Dabei bilden sich schon in frühester Kindheit mentale Kategorisierungsprozesse heraus. Es

werden in der mentalen Repräsentation der Laute ganze Lautgruppen um sog. Prototypen herumgruppiert, die in der Sprachwahrnehmung auf die Gesamtheit ihrer Varianten quasi einen Magneteffekt ausüben. Das hat zur Folge, dass bestimmte, akustisch sehr wohl unterschiedliche Laute als in einem zusammenfallend wahrgenommen werden.

(Sarter 1997: 95)

Beim Lernen einer neuen Sprache überträgt der Schüler nun die auditiven Wahrnehmungsgewohnheiten der Muttersprache auf die Fremdsprache. Diese besonderen Hör- und Aussprachegewohnheiten der Schüler aus der Muttersprache (z.B. die Auslautverhärtung im Deutschen) gilt es daher im frühen Fremdsprachenunterricht zu berücksichtigen (vgl. Böttger 2006: 174, Quetz 1998:

22ff). Sie können innerhalb einer Klasse unterschiedlich sein, da nicht alle Kinder das Deutsche als Muttersprache haben. Für Kinder mit der Erstsprache Deutsch sollte man vor allem auf Folgendes achten:

- die stimmhafte Aussprache der Konsonanten - die englischen Reibelaute /ð/ und /θ/,

- das im Deutschen nicht vorhandene /dʒ/, - der englische Halbvokal /w/,

- der englische Vokal [æ]

- das englische [r] und

- das helle [l] und das dunkle [ł].

(vgl. Mindt & Schlüter 2003: 56 ff).

Nicht nur bei der Aussprache kommen die Wahrnehmungsgewohnheiten der Kinder zum Tragen, sondern es gibt auch semantische Interferenzen mit dem Deutschen.

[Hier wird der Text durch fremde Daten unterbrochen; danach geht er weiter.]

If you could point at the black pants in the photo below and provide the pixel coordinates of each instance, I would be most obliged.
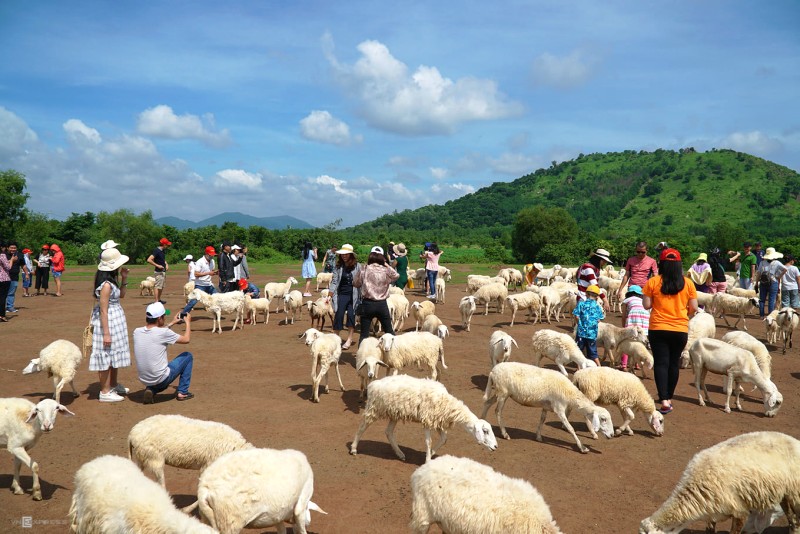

Eine Interferenz, die in dieser Studie in zahlreichen Klassen beobachtet werden konnte und die auch Hasiba, Jantscher & Peltzer-Karpf nennen, ist die falsche Interpretation des Fragepronomens Where?, das als deutsches Wer? gedeutet wird und somit zu falschen Antworten führt (vgl. Hasiba, Jantscher & Peltzer-Karpf 1997:

75):

38 1_L4 L4 Where is Wilbur?

39 1_L4 K1 Wilbur is a cat.

Oft finden sich in der Literatur Hinweise, dass die Kinder in der Grundschule die Aussprache des Englischen schnell, spontan, scheinbar mühelos und richtig übernehmen. Allerdings zeigen die Beobachtungen im Rahmen dieser Studie, die mit denen von Sarter und Quetz übereinstimmen (vgl. Sarter 1997: 41f, Quetz 1998: 24),

dass diese Annahme nicht uneingeschränkt aufrechterhalten werden kann. Zwar gibt es Kinder, die erstaunlich schnell die Aussprache der Fremdsprache erwerben, doch ist dies nicht die Mehrheit. Viele Kinder brauchen eine Phase der Annäherung an die fremden Laute und Intonation, was vielfältige Gründe haben kann. So haben z.B.

Kinder mit Lautdiskriminierungs-Schwierigkeiten im Deutschen (was z.B. oft bei Kindern mit Lese-Rechtschreib-Schwäche der Fall ist) auch Probleme, die Laute der Fremdsprache differenziert wahrzunehmen und wiederzugeben. Introvertierten Kindern kann es außerdem schwer fallen sich zu trauen, fremde Laute auszuprobieren. Auch spielen psychosoziale und motivationale Aspekte eine Rolle (vgl. Quetz 1998: 9ff). Darüber hinaus darf man nicht außer Acht gelassen werden, dass die zeitliche sehr geringe Präsenz der Fremdsprache (maximal 90 Minuten pro Woche) dazu beiträgt, dass die Kinder sich nur bedingt in das Englische einhören können.